DOI: 10.7717/peerj.19411/table-5

Final model identification

The final LGBM model was constructed based on selected feature parameters (see Figs. 2C and 3). The 18-feature model showed improved performance over the 10-feature (ΔAUC = 0.0223, P = 0.4559), 3-feature (ΔAUC = 0.0654, P = 0.9013), and 12-feature models (ΔAUC = 0.0137, P = 0.4559).

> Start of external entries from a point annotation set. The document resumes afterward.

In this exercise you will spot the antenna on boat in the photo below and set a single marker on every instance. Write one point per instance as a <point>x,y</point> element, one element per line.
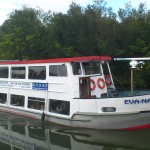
<point>134,63</point>
<point>8,60</point>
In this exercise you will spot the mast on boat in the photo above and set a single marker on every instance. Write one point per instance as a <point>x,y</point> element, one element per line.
<point>134,63</point>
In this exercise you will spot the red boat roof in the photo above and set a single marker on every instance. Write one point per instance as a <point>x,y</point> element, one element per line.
<point>58,60</point>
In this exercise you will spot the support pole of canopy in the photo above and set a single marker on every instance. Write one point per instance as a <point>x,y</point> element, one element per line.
<point>132,82</point>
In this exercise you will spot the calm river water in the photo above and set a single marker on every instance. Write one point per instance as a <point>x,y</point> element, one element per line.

However, its performance was not statistically superior to the 11-feature model (ΔAUC = 0.0103, P = 0.2621). As shown in Table 4, the 11-feature model exhibited similar net benefit and threshold probability as the 18-feature model, indicating equivalent clinical utility. Consequently, the 11-feature LGBM model was selected for further analysis. This model included age, eosinophil, TB-Ab, ADA, glucose, chloride, LDH, protein, CA153, CK19, and SCC. The final LGBM model achieved an accuracy of 0.8682, AUC of 0.9454, F1 score of 0.8794, sensitivity of 0.9394, specificity of 0.7937, PPV of 0.9259, and NPV of 0.8267, as detailed in Table 4. These metrics demonstrate the model’s predictive solid performance in diagnosing TPE and underscore its utility as an interpretable predictive tool for clinical application.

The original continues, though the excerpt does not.